恐怖 DUSTER

「麻美は千恵に一生懸命勉強を教えていたもんね・・・千恵は合格ギリギリのとこだったから、千恵が合格できたのは間違いなく麻美と恵子のおかげだね」


今度は、里美が千恵を助けるように言う。


「う~ん・・・たしかに里美の言うとおり、それは否定できない・・・」


「そうね、千恵に勉強を教えるのは大変だったわ・・・」


「はい、はい、感謝しておりますから」


「それにしても、麻美はともかく恵子もすごく頭がいいよね。・・・特に国語や歴史なんて麻美より知識が豊富で・・・」



里美の問いかけに、麻美も千恵も考え込んでいく。



「あの人は、私たちとは違って特別な人だからね・・・」


答えの無い麻美の言葉に、新しい言葉を見いだせない千恵と里美も心の中で自身を納得させていく。

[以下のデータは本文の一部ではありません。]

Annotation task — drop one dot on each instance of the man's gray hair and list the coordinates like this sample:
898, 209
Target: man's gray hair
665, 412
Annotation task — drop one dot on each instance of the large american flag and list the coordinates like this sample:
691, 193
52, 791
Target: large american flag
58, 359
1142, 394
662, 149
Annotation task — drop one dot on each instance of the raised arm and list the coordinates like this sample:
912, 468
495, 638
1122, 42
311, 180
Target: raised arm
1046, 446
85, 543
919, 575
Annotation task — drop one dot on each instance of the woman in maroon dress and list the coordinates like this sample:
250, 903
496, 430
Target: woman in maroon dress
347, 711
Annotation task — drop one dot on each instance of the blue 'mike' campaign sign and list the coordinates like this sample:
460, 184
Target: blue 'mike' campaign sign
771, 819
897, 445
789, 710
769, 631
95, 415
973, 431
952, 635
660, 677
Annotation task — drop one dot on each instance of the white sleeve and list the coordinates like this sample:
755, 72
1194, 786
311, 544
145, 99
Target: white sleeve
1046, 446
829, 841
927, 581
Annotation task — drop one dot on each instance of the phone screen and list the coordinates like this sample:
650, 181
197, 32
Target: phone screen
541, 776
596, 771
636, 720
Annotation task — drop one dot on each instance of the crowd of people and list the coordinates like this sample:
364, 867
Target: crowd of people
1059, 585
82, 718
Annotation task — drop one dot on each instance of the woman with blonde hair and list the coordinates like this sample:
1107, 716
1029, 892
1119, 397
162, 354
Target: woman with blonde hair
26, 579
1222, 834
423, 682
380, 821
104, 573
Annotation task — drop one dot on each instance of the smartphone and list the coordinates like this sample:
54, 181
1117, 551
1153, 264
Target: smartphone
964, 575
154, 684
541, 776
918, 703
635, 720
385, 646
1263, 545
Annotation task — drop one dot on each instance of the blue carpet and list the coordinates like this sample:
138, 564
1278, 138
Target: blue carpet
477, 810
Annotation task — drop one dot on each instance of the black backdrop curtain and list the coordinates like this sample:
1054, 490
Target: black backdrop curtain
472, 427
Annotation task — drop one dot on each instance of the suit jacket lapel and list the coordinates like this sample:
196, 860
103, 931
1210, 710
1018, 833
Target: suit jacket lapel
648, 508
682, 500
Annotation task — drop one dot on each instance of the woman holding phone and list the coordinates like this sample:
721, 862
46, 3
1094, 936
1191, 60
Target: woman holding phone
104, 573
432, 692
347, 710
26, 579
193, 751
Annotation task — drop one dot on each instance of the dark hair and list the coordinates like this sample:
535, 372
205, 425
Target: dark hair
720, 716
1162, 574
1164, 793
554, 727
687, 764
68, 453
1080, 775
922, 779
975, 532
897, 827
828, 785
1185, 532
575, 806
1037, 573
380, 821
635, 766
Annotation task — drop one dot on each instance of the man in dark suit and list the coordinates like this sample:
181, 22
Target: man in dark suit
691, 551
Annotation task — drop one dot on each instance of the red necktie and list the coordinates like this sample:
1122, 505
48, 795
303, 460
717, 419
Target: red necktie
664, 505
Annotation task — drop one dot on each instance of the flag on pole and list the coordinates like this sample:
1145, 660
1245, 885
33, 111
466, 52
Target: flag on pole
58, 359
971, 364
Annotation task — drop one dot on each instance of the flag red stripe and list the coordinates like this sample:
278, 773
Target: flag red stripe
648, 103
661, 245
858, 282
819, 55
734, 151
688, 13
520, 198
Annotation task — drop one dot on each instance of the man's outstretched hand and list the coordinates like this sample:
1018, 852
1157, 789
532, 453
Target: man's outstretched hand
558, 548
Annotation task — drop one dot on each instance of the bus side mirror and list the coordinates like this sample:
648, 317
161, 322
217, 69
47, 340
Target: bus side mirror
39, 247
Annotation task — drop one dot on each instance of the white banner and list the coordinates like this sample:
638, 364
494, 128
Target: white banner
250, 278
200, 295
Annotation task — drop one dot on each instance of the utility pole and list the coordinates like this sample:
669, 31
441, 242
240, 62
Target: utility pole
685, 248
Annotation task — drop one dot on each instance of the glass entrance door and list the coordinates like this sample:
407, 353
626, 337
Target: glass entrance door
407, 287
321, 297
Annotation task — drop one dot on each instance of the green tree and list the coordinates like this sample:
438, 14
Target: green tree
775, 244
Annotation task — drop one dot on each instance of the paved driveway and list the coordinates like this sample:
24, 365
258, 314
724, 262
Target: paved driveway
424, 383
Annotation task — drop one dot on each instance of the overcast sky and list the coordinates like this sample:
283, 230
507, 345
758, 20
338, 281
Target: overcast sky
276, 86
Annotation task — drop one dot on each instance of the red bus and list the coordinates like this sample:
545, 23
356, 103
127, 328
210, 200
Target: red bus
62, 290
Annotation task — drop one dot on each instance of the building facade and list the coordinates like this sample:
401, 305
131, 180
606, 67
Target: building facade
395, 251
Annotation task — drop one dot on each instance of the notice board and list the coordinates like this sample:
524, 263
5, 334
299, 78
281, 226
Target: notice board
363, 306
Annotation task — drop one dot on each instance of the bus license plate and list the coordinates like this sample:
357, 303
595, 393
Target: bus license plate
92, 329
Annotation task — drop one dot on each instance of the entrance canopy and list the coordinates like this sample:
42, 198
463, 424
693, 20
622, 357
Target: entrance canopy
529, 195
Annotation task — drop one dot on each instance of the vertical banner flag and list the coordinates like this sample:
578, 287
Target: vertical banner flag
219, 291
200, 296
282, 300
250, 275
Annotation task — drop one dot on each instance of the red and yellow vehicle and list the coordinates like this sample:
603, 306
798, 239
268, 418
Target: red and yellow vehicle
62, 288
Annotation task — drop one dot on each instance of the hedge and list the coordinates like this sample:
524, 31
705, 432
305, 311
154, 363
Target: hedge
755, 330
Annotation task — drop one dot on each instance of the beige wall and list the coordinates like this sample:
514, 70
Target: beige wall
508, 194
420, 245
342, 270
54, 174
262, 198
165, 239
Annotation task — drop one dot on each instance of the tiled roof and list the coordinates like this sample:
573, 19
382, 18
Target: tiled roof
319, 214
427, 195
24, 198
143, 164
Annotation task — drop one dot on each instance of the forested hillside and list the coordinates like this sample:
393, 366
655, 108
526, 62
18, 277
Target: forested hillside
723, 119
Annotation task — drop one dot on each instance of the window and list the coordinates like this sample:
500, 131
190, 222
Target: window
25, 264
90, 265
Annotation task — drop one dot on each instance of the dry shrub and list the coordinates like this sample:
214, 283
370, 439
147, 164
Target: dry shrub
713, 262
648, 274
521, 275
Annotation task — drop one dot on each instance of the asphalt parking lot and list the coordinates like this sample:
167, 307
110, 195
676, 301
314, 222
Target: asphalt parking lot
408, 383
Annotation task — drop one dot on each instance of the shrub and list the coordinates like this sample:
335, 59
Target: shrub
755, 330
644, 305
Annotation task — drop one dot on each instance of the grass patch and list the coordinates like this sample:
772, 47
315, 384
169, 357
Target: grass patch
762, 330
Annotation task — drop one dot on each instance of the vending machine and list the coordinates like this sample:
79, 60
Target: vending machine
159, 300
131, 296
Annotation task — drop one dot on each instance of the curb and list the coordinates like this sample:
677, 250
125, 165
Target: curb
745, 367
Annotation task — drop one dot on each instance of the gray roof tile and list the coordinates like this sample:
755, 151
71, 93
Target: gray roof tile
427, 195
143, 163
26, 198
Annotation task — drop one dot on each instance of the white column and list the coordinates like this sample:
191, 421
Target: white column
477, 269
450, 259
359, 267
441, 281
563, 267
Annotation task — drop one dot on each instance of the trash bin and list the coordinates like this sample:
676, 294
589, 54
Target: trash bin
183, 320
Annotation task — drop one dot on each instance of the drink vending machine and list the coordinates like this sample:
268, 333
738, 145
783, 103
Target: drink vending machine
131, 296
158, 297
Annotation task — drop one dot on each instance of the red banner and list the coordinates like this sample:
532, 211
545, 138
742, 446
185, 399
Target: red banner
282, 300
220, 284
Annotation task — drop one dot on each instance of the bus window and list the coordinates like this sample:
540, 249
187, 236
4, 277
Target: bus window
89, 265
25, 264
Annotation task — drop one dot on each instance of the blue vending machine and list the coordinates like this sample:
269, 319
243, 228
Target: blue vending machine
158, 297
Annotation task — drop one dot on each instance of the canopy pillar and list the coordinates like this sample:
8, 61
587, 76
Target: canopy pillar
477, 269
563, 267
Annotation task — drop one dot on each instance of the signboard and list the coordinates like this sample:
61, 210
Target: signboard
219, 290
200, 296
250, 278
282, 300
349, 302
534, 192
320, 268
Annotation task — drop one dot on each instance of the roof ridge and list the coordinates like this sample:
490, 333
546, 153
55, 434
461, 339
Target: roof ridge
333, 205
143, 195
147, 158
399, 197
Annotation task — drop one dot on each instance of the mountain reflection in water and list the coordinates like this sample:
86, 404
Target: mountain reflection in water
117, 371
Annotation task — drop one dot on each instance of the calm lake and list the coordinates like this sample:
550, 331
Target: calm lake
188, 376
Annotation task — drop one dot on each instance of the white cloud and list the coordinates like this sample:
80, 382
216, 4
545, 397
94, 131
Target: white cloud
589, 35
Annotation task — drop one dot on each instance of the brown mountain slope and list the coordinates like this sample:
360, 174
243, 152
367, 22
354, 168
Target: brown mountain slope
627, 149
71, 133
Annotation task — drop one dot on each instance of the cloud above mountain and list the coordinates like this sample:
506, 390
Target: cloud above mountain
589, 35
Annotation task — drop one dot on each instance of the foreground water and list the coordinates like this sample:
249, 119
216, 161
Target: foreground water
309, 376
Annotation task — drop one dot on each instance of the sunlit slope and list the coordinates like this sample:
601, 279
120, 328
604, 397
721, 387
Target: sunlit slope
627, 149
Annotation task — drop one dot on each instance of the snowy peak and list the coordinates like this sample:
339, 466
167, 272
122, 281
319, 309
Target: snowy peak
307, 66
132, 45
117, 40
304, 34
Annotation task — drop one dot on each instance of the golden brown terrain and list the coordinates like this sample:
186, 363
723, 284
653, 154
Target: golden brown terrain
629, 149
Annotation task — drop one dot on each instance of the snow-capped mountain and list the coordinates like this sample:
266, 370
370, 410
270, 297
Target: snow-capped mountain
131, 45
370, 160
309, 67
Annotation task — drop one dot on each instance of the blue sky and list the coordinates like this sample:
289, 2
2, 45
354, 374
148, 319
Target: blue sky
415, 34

「でもさ、とりあえず大学までは裕子と一緒にいられるけど大学を卒業したら離れ離れになってしまうんじゃないの・・・?」



里美は、話題を裕子に戻していく。



麻美は意味深な笑顔を里美と千恵に向ける。



「・・・大丈夫よ。裕子の未来は全部私がみちびくから」



「みちびくって、そんなことできるの?」



「簡単よ。大学を卒業した後は、裕子も皆も私のお爺さんの会社に就職してもらう予定だから」


・・・もう、麻美の中では皆の将来の進路も組み立てられているのだ・・・


千恵と里美は少し麻美に対して畏怖の念を持ってしまった。